Des excréments de 1300 ans révèlent les maladies qui frappaient les enfants du Mexique
Auteur: Simon Kabbaj
Introduction : une « capsule temporelle biologique » peu ragoûtante
On n’aime pas trop y penser, mais nos excréments sont une véritable mine d’or pour les scientifiques. Et quand ils ont 1300 ans, ils deviennent une ‘capsule temporelle biologique’ qui nous en dit long sur la vie de nos ancêtres. Des chercheurs viennent d’analyser du ‘paléocaca’ retrouvé dans un lieu au nom sinistre, la ‘Grotte des Enfants Morts’ au Mexique. Comme le rapporte une nouvelle étude publiée le 22 octobre dans la revue PLOS One, leurs découvertes sont fascinantes et assez dégoûtantes : il y a plus d’un millénaire, les habitants de cette région étaient en permanence aux prises avec de vilaines infections intestinales.

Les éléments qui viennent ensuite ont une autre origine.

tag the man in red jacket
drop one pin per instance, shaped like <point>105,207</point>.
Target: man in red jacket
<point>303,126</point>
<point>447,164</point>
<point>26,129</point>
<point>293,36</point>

La « Grotte des Enfants Morts » et le peuple Loma San Gabriel
Le lieu de la découverte a de quoi faire frissonner. La ‘Grotte des Enfants Morts’, située dans la vallée du Rio Zape au nord-ouest du Mexique, a été nommée ainsi par les archéologues après y avoir trouvé des squelettes d’enfants. Elle était utilisée par un peuple préhistorique, la culture Loma San Gabriel, qui vivait entre 725 et 920 de notre ère. C’étaient des agriculteurs à petite échelle, connus pour leurs céramiques uniques, qui vivaient dans de petits villages et, détail glaçant, ‘pratiquaient occasionnellement le sacrifice d’enfants‘. Dans les années 1950, les archéologues y ont trouvé un grand dépotoir contenant des ossements, des restes de plantes, et ces fameux excréments humains et animaux parfaitement conservés par le climat aride.
L’analyse high-tech d’un déchet millénaire

Des études précédentes avaient déjà trouvé des œufs de parasites (ankylostomes, trichocéphales) dans ces excréments. Mais aujourd’hui, la technologie a fait un bond de géant. Une équipe dirigée par Drew Capone, de l’Université de l’Indiana, a utilisé des techniques d’analyse moléculaire de pointe sur 10 échantillons de ‘paléocaca’. Ils ont extrait l’ADN et utilisé la fameuse technique PCR (réaction en chaîne par polymérase) pour ‘amplifier’ l’ADN des microbes présents, un peu comme on monterait le volume d’un son très faible pour l’entendre clairement. ‘Il y a un grand potentiel dans l’application des méthodes moléculaires modernes pour éclairer les études du passé’, a souligné le co-auteur Joe Brown.
Le résultat est sans appel et assez peu appétissant. Chaque échantillon contenait au moins un pathogène ou un microbe intestinal. Les deux plus courants étaient le parasite intestinal Blastocystis, qui peut causer des troubles gastro-intestinaux, et de multiples souches de la tristement célèbre bactérie E. coli, trouvées dans 70% des échantillons. Les chercheurs ont également identifié de l’ADN d’oxyures (des vers intestinaux), ainsi que des bactéries responsables de maladies intestinales sévères comme Shigella et le parasite Giardia.
La cause probable : de très mauvaises conditions sanitaires
Comment expliquer une telle concentration de maladies ? Pour les chercheurs, la conclusion est évidente. Le nombre élevé de microbes ‘suggère de mauvaises conditions sanitaires chez la culture Loma San Gabriel’, écrivent-ils. Il est très probable que ces personnes ingéraient constamment ces pathogènes via ‘de l’eau, de la nourriture ou de la terre contaminée par des matières fécales‘. Une leçon d’hygiène publique qui nous vient tout droit d’il y a 1300 ans, nous rappelant à quel point l’accès à l’eau potable est fondamental pour la santé humaine.
Conclusion : la partie visible de l’iceberg
Ce qui est encore plus frappant, c’est que cette liste de maladies n’est probablement que la partie visible de l’iceberg. Les chercheurs notent que de nombreux autres pathogènes ont pu être présents, mais que leur ADN s’est décomposé au fil des siècles et n’est plus détectable aujourd’hui. Malgré tout, cette analyse a permis d’identifier pour la première fois dans ces échantillons des agents pathogènes comme Blastocystis et Shigella. Cette étude est une nouvelle fenêtre fascinante sur le passé, nous montrant non pas comment les rois vivaient, mais comment le peuple luttait au quotidien contre des ennemis invisibles qui rendaient leur vie bien difficile.